2.7 million children have parents behind bars, as reported by Jezebel. Judge Wolf's act of leniency is a nod to how difficult that situation can be for any family. Her decision to let James meet his young son is sure to be seen favorably by organizations like SKIP Community Resource Services, an organization which works with families to provide services for children of incarcerated individuals. 

Several studies have shown that parental incarceration can have greater effects on a child's schoolwork than divorce or even the death of a parent. Children with incarcerated parents have higher rates of attention deficits, behavioral problems, and speech and delays, according to a study published in the Journal of Health and Social Behavior. Just one percent to two percent of students with incarcerated mothers graduate college. Only 13 percent to 25 percent of students with incarcerated fathers reach the same milestone. 

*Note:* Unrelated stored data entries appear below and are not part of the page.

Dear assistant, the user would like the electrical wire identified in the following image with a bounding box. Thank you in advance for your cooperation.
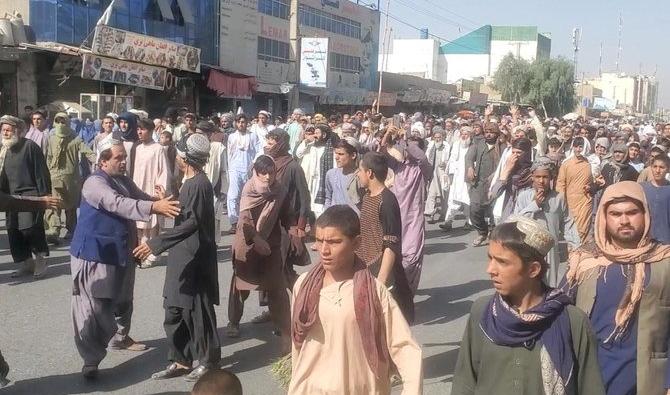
[385,12,484,53]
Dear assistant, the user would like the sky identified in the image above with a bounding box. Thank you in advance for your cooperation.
[376,0,670,107]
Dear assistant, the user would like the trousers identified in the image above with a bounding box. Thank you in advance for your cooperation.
[164,293,221,368]
[226,170,249,225]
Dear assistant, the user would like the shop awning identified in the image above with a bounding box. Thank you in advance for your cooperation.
[206,69,257,99]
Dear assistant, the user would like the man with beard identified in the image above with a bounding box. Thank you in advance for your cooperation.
[250,110,274,150]
[24,110,49,155]
[465,122,501,246]
[116,112,139,156]
[424,128,450,224]
[514,157,580,286]
[0,115,51,279]
[44,112,96,244]
[286,108,305,154]
[295,124,338,219]
[441,126,473,232]
[565,181,670,395]
[197,121,227,244]
[556,137,593,243]
[589,142,639,215]
[0,188,61,387]
[219,112,235,135]
[587,137,610,177]
[70,139,180,378]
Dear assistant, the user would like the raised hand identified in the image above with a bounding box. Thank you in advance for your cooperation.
[151,196,181,218]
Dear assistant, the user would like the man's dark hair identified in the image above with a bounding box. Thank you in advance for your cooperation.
[361,151,388,182]
[572,136,585,147]
[548,137,562,148]
[512,137,532,152]
[489,222,547,278]
[235,114,247,122]
[137,118,154,131]
[651,154,670,169]
[30,110,45,119]
[334,139,357,155]
[253,155,275,175]
[604,196,645,214]
[191,369,242,395]
[328,114,340,123]
[102,115,115,123]
[316,205,360,239]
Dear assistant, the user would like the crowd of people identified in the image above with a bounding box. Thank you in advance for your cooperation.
[0,101,669,394]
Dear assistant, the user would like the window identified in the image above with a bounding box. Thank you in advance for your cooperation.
[258,0,289,19]
[257,36,289,63]
[298,5,361,39]
[330,53,360,74]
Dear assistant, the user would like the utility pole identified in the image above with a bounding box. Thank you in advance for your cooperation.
[376,0,391,113]
[572,27,580,82]
[598,41,603,77]
[616,12,623,74]
[288,0,300,111]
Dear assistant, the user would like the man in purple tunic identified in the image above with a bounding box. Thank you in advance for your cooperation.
[381,127,432,294]
[69,139,180,378]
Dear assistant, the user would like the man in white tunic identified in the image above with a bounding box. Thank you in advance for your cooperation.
[424,127,450,223]
[129,119,170,268]
[441,126,473,231]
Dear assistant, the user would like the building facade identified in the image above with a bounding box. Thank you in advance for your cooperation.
[586,72,658,115]
[440,25,551,84]
[219,0,380,114]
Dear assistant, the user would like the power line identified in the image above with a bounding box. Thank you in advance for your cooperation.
[391,0,476,33]
[385,12,482,53]
[415,0,482,29]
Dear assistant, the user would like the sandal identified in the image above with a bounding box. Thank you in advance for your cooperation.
[472,235,487,247]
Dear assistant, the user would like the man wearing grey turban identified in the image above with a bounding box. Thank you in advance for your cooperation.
[513,157,580,286]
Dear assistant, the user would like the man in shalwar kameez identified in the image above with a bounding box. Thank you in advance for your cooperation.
[69,139,180,378]
[129,118,170,268]
[381,128,432,295]
[424,128,450,223]
[556,137,593,242]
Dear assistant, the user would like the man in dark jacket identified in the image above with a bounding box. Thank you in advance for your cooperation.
[134,133,220,382]
[465,122,501,246]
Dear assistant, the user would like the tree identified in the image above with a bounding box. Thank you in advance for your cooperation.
[525,57,576,118]
[492,54,577,118]
[492,53,531,104]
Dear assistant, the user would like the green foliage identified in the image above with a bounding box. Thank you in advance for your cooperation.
[492,54,577,117]
[270,354,292,389]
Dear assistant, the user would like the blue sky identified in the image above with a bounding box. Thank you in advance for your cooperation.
[377,0,669,107]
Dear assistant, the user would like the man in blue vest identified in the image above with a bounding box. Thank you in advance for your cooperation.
[69,138,180,379]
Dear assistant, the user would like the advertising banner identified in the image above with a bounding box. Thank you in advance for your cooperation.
[81,54,166,91]
[300,37,329,88]
[91,25,201,73]
[220,0,259,75]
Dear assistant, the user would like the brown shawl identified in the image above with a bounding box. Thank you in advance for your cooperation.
[292,258,390,379]
[232,168,287,262]
[566,181,670,339]
[264,129,293,179]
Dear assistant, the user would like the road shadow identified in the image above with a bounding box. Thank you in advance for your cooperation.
[423,242,467,256]
[0,255,71,285]
[423,346,460,381]
[413,280,491,326]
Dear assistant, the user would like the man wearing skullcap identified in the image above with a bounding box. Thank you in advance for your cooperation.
[587,137,610,177]
[0,115,52,279]
[69,139,180,378]
[565,181,670,395]
[134,133,220,382]
[424,127,450,223]
[250,110,275,149]
[453,217,604,395]
[513,157,580,286]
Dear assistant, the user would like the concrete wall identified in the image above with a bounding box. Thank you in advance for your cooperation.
[16,53,37,110]
[489,40,538,76]
[444,53,489,83]
[590,73,638,107]
[0,0,30,24]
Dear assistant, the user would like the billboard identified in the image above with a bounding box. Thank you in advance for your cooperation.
[300,37,328,88]
[220,0,259,75]
[81,54,166,91]
[91,25,201,73]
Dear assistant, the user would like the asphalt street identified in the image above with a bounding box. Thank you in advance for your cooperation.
[0,216,497,395]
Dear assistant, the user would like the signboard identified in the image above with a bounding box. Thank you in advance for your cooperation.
[220,0,259,75]
[300,37,329,88]
[81,54,166,91]
[91,25,201,73]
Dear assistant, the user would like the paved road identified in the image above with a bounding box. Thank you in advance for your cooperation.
[0,217,492,395]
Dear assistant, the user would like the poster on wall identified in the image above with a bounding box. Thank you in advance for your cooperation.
[81,54,166,91]
[220,0,259,75]
[91,25,201,73]
[300,37,329,88]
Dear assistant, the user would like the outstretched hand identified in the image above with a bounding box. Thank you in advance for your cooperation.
[151,195,180,218]
[133,242,152,261]
[40,195,63,210]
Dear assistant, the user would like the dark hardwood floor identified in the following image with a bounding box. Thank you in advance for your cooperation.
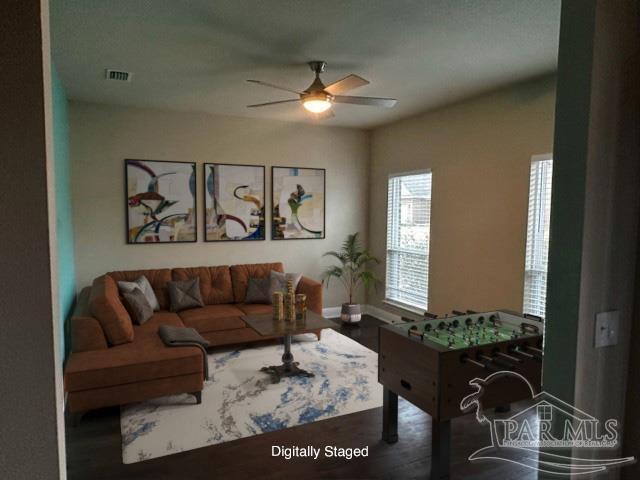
[65,315,536,480]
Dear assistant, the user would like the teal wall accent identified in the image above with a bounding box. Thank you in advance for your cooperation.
[52,65,77,362]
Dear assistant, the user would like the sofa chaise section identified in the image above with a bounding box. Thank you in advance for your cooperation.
[64,287,204,421]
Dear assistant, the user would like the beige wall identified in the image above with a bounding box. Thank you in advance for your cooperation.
[368,75,556,317]
[69,102,370,307]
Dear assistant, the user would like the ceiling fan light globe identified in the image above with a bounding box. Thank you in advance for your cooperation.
[303,99,332,113]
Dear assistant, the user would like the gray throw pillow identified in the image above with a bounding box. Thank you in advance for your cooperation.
[122,288,154,325]
[117,276,160,311]
[269,270,302,297]
[244,277,272,304]
[168,278,204,312]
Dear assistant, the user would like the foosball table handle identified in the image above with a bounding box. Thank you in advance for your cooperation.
[521,323,540,334]
[510,346,534,358]
[408,327,424,341]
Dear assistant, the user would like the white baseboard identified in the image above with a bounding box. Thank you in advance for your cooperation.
[322,304,402,324]
[363,304,402,324]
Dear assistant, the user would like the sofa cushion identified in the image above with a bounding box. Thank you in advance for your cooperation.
[122,289,154,325]
[230,262,284,303]
[172,266,234,305]
[117,275,160,311]
[178,305,246,333]
[134,311,184,338]
[64,334,203,392]
[269,270,302,296]
[89,275,134,345]
[168,278,205,312]
[108,269,172,310]
[244,277,272,304]
[236,303,273,316]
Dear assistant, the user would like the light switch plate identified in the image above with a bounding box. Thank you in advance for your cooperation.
[595,311,619,348]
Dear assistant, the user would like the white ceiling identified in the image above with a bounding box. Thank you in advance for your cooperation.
[51,0,560,129]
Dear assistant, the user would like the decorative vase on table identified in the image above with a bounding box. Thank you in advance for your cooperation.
[341,303,362,323]
[321,232,380,325]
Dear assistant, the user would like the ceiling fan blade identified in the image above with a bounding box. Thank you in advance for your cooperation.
[247,79,303,95]
[247,99,299,108]
[333,95,397,108]
[324,74,370,95]
[311,109,335,120]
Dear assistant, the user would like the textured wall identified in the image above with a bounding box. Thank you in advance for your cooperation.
[52,66,76,362]
[0,0,65,478]
[69,102,370,308]
[367,75,556,317]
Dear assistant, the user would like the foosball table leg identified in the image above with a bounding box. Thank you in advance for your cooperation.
[382,387,398,443]
[431,419,451,479]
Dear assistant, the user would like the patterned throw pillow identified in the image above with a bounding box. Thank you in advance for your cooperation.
[244,277,272,304]
[117,276,160,311]
[122,288,154,325]
[269,270,302,297]
[167,278,204,312]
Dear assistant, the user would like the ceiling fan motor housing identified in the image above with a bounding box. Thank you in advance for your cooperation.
[305,61,329,94]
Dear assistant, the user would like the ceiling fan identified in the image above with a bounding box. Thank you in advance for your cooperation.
[246,61,397,118]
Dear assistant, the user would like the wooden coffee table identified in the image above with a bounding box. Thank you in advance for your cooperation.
[243,311,336,383]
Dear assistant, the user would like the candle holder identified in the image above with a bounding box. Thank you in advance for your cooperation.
[295,294,307,319]
[272,292,284,321]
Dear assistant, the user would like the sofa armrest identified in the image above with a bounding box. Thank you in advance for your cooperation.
[71,316,108,352]
[297,276,323,315]
[71,286,108,352]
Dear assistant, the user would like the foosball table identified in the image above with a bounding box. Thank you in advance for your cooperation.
[378,309,543,479]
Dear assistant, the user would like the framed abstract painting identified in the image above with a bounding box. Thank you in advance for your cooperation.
[125,159,197,244]
[204,163,266,241]
[271,166,326,240]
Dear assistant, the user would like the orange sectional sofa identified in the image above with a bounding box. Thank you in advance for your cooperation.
[64,262,322,420]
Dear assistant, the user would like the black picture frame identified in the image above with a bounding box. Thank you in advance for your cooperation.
[124,159,197,244]
[271,166,326,240]
[203,163,266,242]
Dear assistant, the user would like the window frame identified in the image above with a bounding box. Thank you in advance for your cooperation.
[384,169,433,313]
[522,153,553,319]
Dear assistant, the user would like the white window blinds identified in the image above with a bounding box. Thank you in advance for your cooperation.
[523,155,553,318]
[385,171,432,311]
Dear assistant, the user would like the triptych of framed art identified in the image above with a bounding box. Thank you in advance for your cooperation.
[125,159,325,244]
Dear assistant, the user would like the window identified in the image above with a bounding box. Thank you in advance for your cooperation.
[523,155,553,318]
[385,171,432,311]
[538,404,553,422]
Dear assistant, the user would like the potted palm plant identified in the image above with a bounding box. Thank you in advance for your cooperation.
[321,232,380,323]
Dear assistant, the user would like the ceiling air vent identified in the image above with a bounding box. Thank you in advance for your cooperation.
[105,69,132,82]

In a video released by local news station WDRB, the father can be seen holding and kissing his baby as he and his wife wipe their eyes. Judge Wolf gave the bailiff some tissues to pass out to people witnessing the event in the courtroom, and let the couple stand together with their child for about a minute.

"Do you see his little shirt?" Judge Wolf asked James, smiling.

"Yeah... yeah," the dad responded.

Heartwarming stories like this highlight a growing interest in prison reform, which has become a bipartisan issue in recent years. While positive changes to our prison system are happening every day, there is still plenty of work to be done.